In this section, we present how to connect ChromaDB to MindsDB.
ChromaDB is the open-source embedding database. Chroma makes it easy to build LLM apps by making knowledge, facts, and skills pluggable for LLMs.
Prerequisites
Before proceeding, ensure the following prerequisites are met:
- Install MindsDB locally via Docker or Docker Desktop.
- To connect ChromaDB to MindsDB, install the required dependencies following this instruction.
- Install or ensure access to ChromaDB.
Connection
This handler is implemented using the chromadb Python library.

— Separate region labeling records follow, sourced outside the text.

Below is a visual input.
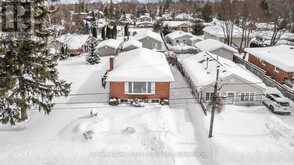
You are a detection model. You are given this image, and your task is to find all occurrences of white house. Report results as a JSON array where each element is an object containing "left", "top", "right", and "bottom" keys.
[
  {"left": 95, "top": 39, "right": 122, "bottom": 56},
  {"left": 122, "top": 39, "right": 143, "bottom": 51},
  {"left": 163, "top": 21, "right": 192, "bottom": 32},
  {"left": 180, "top": 52, "right": 266, "bottom": 105},
  {"left": 136, "top": 14, "right": 153, "bottom": 27},
  {"left": 133, "top": 30, "right": 166, "bottom": 51},
  {"left": 175, "top": 13, "right": 193, "bottom": 21},
  {"left": 165, "top": 31, "right": 201, "bottom": 46},
  {"left": 106, "top": 48, "right": 174, "bottom": 101},
  {"left": 203, "top": 20, "right": 242, "bottom": 47},
  {"left": 56, "top": 33, "right": 90, "bottom": 55},
  {"left": 195, "top": 39, "right": 238, "bottom": 60}
]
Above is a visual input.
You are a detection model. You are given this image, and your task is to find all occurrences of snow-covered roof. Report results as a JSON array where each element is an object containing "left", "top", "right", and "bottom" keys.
[
  {"left": 56, "top": 33, "right": 90, "bottom": 49},
  {"left": 96, "top": 39, "right": 121, "bottom": 49},
  {"left": 163, "top": 21, "right": 192, "bottom": 27},
  {"left": 107, "top": 48, "right": 174, "bottom": 82},
  {"left": 195, "top": 39, "right": 238, "bottom": 53},
  {"left": 203, "top": 21, "right": 242, "bottom": 38},
  {"left": 166, "top": 31, "right": 193, "bottom": 40},
  {"left": 123, "top": 39, "right": 142, "bottom": 49},
  {"left": 134, "top": 30, "right": 163, "bottom": 42},
  {"left": 175, "top": 13, "right": 193, "bottom": 20},
  {"left": 181, "top": 52, "right": 266, "bottom": 89},
  {"left": 245, "top": 45, "right": 294, "bottom": 72}
]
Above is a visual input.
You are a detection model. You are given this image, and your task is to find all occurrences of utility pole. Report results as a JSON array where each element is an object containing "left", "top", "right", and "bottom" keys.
[{"left": 208, "top": 66, "right": 220, "bottom": 138}]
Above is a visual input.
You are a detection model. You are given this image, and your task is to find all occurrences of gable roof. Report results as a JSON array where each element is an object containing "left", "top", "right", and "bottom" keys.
[
  {"left": 123, "top": 39, "right": 142, "bottom": 49},
  {"left": 245, "top": 45, "right": 294, "bottom": 72},
  {"left": 195, "top": 39, "right": 238, "bottom": 53},
  {"left": 134, "top": 30, "right": 163, "bottom": 42},
  {"left": 182, "top": 52, "right": 266, "bottom": 89},
  {"left": 56, "top": 33, "right": 90, "bottom": 49},
  {"left": 107, "top": 48, "right": 174, "bottom": 82},
  {"left": 166, "top": 31, "right": 193, "bottom": 40},
  {"left": 96, "top": 39, "right": 121, "bottom": 49},
  {"left": 163, "top": 21, "right": 192, "bottom": 27},
  {"left": 203, "top": 19, "right": 242, "bottom": 38}
]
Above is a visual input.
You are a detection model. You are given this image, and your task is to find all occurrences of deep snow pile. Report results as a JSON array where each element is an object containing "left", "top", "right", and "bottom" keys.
[
  {"left": 206, "top": 105, "right": 294, "bottom": 165},
  {"left": 0, "top": 55, "right": 200, "bottom": 165}
]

To connect to a remote ChromaDB instance, use the following statement:
CREATE DATABASE chromadb_datasource
WITH ENGINE = 'chromadb'
PARAMETERS = {
"host": "YOUR_HOST",
"port": YOUR_PORT,
"distance": "l2/cosine/ip" -- optional, default is cosine
}
The required parameters are:
host: The host name or IP address of the ChromaDB instance.
port: The TCP/IP port of the ChromaDB instance.
distance: It defines how the distance between vectors is calculated. Available method include l2, cosine, and ip, as explained here.
To connect to an in-memory ChromaDB instance, use the following statement:
CREATE DATABASE chromadb_datasource
WITH ENGINE = "chromadb",
PARAMETERS = {
"persist_directory": "YOUR_PERSIST_DIRECTORY",
"distance": "l2/cosine/ip" -- optional
}
The required parameters are:
persist_directory: The directory to use for persisting data.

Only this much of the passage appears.